À la tête d’une coalition hétéroclite de représentants du secteur industriel et financier, de propriétaires terriens, de pasteurs évangéliques, de patrons de médias, de militaires et d’une fraction du pouvoir judiciaire, il promet de « nettoyer » le Brésil de ses « bandits rouges ». Et il entend bien mettre en œuvre son agenda rétrograde et autoritaire. Le séisme politique est d’une ampleur inédite dans ce pays de 210 millions d’habitants.

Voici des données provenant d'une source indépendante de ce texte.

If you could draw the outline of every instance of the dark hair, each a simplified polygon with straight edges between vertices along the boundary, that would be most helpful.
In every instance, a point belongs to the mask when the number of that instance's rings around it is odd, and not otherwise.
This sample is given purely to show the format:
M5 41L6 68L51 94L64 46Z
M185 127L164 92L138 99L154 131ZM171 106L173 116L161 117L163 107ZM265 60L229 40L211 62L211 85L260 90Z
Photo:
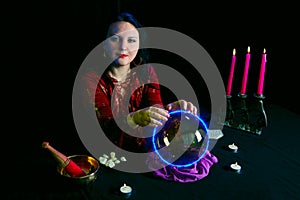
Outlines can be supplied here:
M142 28L142 24L130 13L128 12L120 12L117 14L116 19L113 19L113 22L117 21L124 21L124 22L129 22L132 25L134 25L135 28Z
M109 25L115 22L128 22L132 24L135 28L137 28L140 36L140 44L143 45L146 41L146 33L141 29L143 26L142 24L129 12L122 11L118 13L114 18L112 18ZM107 35L109 37L109 35ZM141 46L140 45L140 46ZM147 63L149 59L149 52L147 49L139 49L138 54L136 56L137 61L135 63Z

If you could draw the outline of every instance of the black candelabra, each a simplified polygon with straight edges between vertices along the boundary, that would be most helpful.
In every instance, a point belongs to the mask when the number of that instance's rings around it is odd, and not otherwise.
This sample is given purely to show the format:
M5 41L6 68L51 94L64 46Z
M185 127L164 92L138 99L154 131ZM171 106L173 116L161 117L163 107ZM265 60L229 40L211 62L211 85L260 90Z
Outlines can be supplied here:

Malmenée depuis des années et en crise, la démocratie brésilienne, tant vantée comme un modèle de réussite durant la première décennie du 21e siècle, vient d’accoucher d’une présidence qui en est sa négation même.

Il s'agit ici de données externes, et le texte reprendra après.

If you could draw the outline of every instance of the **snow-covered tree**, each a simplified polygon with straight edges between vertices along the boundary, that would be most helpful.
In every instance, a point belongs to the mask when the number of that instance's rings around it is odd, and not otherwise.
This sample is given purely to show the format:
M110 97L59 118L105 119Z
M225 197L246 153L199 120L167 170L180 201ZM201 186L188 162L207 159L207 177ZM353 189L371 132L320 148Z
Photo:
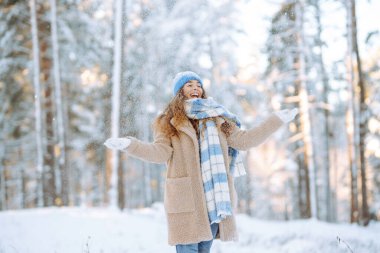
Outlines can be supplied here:
M270 30L270 35L267 40L267 52L268 52L268 68L266 77L268 82L273 85L275 91L275 98L277 98L279 104L284 104L285 101L299 106L299 98L297 95L299 93L300 86L296 85L297 74L300 71L299 62L300 54L305 52L300 52L297 45L297 13L296 13L296 3L289 2L284 3L280 10L272 18L272 27ZM302 21L300 21L302 22ZM299 25L302 25L299 24ZM304 38L304 37L303 37ZM304 39L300 38L301 42ZM302 39L302 40L301 40ZM304 50L304 48L302 48ZM305 64L305 62L304 62ZM305 67L305 66L304 66ZM298 80L305 82L305 76L300 76ZM286 100L286 98L288 98ZM278 109L278 108L276 108ZM307 110L306 110L307 111ZM308 120L308 119L306 119ZM290 125L292 127L292 125ZM292 135L295 139L289 146L291 153L295 153L296 161L298 164L298 210L301 217L311 216L310 207L310 180L309 180L309 167L307 163L307 156L304 152L304 144L302 141L302 133L300 123L293 126L291 130Z
M320 1L285 1L281 5L267 40L266 78L268 86L275 87L275 109L297 106L301 111L298 123L289 125L288 150L298 164L298 208L294 210L299 210L300 217L331 220L331 108L319 6Z
M42 198L35 187L24 184L37 180L35 171L41 163L36 149L34 89L29 82L33 72L28 69L31 62L26 50L31 40L26 25L30 23L29 1L4 1L0 9L0 205L11 209L36 205L37 197Z
M109 186L102 144L111 126L112 6L60 1L57 12L69 204L103 205Z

« Chaque jour, écrit le philosophe brésilien Vladimir Safatle, le monde est consterné de voir le Brésil – l’une des dix plus grandes économies du monde – sous la coupe d’un gouvernement dont le militarisme, la brutalité, la violence contre des groupes vulnérables, le mépris pour l’environnement nous rappellent certaines caractéristiques majeures des régimes fascistes. Nous connaissons tous le poids d’un tel qualificatif et il ne s’agit pas de l’utiliser de manière irresponsable. S’il est de plus en plus présent dans l’esprit d’une partie importante de la population brésilienne, ce n’est pas par laisser-aller rhétorique […]. C’est parce que ce mot désigne l’horizon possible d’un processus qui ne fait que commencer. Bien sûr, personne ne s’attend au retour exact des modèles totalitaires des années trente. Mais quelque chose de fondamental dans leur logique est bel et bien en cours d’adaptation aux réalités politico-économiques actuelles » (Le Monde, 2 septembre 2019).

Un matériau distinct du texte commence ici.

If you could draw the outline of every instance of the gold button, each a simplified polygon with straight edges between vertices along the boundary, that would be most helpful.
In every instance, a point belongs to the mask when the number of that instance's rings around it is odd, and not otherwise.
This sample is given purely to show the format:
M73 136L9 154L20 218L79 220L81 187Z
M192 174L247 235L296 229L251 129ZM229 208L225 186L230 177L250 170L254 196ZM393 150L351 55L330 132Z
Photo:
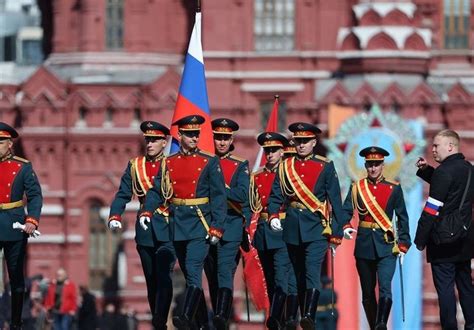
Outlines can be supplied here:
M191 194L191 197L194 197L194 194Z
M301 166L304 166L304 163L301 163Z
M176 184L176 181L173 181L173 184Z
M192 210L192 209L194 209L194 206L190 206L189 208Z
M13 174L16 174L16 172L13 172Z
M152 178L152 179L154 179L154 178L155 178L155 176L153 175L151 178Z
M204 159L204 163L206 163L206 162L207 162L207 159Z
M178 159L181 159L181 156L178 156Z
M194 154L193 157L196 158L196 154Z
M301 177L304 178L304 174L301 174Z
M153 165L151 165L151 167L156 167L156 165L155 165L155 164L153 164Z
M193 180L193 183L196 183L196 180Z
M258 187L259 187L259 188L261 188L261 187L262 187L262 185L261 185L261 184L259 184L259 185L258 185Z
M201 170L201 168L200 168L200 167L198 167L198 171L200 171L200 170Z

Comment en est-on arrivé là ? Comment et pourquoi, un médiocre parlementaire d’extrême droite, nostalgique de la dictature militaire, ouvertement raciste, misogyne et homophobe a-t-il pu se hisser à la tête du plus grand pays d’Amérique latine ? Qu’exprime ce choix politique ? Et quelles sont les implications pour le Brésil de ce virage à droite ? Ce numéro d’Alternatives Sud ambitionne d’apporter quelques éléments de réponse à ces questions. Il se veut le prolongement d’une réflexion sur le devenir du pays entamée voici une décennie avec l’ouvrage collectif Le Brésil de Lula : un bilan contrasté (2010).